Dr Frankland Briyai, Resident Electoral Commissioner in Cross River, said on Friday in Calabar at a round-table meeting with over 100 representatives of CSOs in the state that the electoral body was poised to deliver acceptable polls.
Briyai said that with 98 days left for the conduct of the 2019 polls, the commission needed to partner with relevant stakeholders for hitch-free polls.
He described CSOs as important stakeholders in the Nation’s democratic process, hence, the need for closer relationship with the commission.
The REC urged the CSOs to carry out voter education and sensitise the public on the electoral process.
He added that they should also mobilise eligible persons to participate in the electoral activities such as collection of Permanent Voters Card and elections.
“As an observer group, the CSOs are saddled with the responsibility of keeping watchful eyes on the entire election process.
“Election observation has become an internationally accepted norm which both established and emerging democracies have embraced.

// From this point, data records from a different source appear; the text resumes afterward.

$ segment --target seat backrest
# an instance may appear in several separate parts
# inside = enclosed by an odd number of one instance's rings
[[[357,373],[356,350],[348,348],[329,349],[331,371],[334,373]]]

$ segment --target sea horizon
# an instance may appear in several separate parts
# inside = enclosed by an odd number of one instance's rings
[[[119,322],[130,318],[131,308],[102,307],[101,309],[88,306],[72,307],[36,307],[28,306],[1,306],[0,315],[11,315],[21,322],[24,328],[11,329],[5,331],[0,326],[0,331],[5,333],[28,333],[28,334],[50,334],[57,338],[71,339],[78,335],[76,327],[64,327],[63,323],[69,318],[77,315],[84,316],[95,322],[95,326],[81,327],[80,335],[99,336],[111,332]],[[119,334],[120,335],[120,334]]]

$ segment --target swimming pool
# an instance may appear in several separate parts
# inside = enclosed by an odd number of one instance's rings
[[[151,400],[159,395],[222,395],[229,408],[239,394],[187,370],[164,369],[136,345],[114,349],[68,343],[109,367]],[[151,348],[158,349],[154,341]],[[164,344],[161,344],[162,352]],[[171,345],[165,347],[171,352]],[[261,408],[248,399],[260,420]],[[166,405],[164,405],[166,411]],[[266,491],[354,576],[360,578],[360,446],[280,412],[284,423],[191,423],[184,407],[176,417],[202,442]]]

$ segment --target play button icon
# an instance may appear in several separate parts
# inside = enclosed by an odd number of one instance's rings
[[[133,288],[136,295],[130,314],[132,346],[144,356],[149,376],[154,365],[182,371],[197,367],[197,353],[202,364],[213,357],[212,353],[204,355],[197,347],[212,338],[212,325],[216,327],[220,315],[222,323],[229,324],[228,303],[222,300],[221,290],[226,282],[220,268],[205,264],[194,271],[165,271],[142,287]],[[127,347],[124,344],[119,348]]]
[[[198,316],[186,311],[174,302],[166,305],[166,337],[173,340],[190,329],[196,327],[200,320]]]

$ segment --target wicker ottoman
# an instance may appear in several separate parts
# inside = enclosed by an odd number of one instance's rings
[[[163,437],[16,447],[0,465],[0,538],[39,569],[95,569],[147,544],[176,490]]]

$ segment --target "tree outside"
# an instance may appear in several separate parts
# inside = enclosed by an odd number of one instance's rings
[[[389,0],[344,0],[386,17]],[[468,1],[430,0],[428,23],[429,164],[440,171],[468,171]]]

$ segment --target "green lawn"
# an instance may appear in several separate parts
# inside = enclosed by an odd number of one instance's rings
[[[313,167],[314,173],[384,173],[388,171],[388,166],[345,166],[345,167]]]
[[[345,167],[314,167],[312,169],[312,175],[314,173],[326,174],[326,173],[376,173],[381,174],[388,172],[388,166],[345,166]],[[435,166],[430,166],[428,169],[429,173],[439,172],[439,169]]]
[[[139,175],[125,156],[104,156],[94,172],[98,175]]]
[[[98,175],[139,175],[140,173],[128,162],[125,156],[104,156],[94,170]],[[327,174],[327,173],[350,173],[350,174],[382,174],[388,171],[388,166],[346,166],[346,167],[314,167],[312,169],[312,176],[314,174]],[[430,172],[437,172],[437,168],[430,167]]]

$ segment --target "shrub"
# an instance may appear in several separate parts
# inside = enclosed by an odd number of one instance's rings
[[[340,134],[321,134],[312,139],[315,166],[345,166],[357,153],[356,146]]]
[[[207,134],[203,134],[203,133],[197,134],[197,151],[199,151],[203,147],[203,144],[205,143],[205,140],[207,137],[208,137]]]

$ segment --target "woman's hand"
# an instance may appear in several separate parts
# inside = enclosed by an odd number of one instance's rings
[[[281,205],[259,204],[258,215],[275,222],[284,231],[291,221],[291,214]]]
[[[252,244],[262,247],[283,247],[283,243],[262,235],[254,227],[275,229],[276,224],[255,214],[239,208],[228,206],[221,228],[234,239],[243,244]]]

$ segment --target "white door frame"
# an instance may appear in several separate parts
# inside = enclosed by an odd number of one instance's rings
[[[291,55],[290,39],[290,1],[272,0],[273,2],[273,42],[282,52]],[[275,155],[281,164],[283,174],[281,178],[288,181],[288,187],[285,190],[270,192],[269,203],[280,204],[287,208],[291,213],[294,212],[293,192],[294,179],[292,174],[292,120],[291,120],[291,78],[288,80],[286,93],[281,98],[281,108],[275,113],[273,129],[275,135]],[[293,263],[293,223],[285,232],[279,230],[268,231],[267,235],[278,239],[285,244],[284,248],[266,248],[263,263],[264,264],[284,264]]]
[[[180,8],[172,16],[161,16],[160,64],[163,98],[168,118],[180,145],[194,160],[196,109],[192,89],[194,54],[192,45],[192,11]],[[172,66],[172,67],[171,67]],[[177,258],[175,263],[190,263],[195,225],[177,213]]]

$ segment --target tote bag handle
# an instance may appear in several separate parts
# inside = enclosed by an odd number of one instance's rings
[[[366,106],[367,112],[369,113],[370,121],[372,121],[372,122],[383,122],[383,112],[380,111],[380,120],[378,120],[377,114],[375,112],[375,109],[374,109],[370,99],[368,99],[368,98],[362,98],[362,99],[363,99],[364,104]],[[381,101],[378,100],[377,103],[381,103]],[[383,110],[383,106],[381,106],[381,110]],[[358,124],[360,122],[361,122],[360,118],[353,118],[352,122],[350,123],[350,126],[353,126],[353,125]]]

“In 2015, INEC accredited 108 observers groups, both locally and internationally for the election.
“An observer should understand and know that their roles differ from that of monitoring so that they do not dabble into it.
“By so doing, sticking only to observation and not interfering with the electoral process”, he said.
He urged them to register with INEC with a view to ensure they get their full accreditation and tags before going into the field.
Speaking, Mr Effiom Duke, from Green Concern for Development and Leadership, urged INEC to enhance their legal approach by prosecuting arrested electoral offenders.
Also, Mr Egbe Etta, from Community Based Strategic Development, called on the Police and INEC to ensure maximum security for CSOs and electorates during the polls.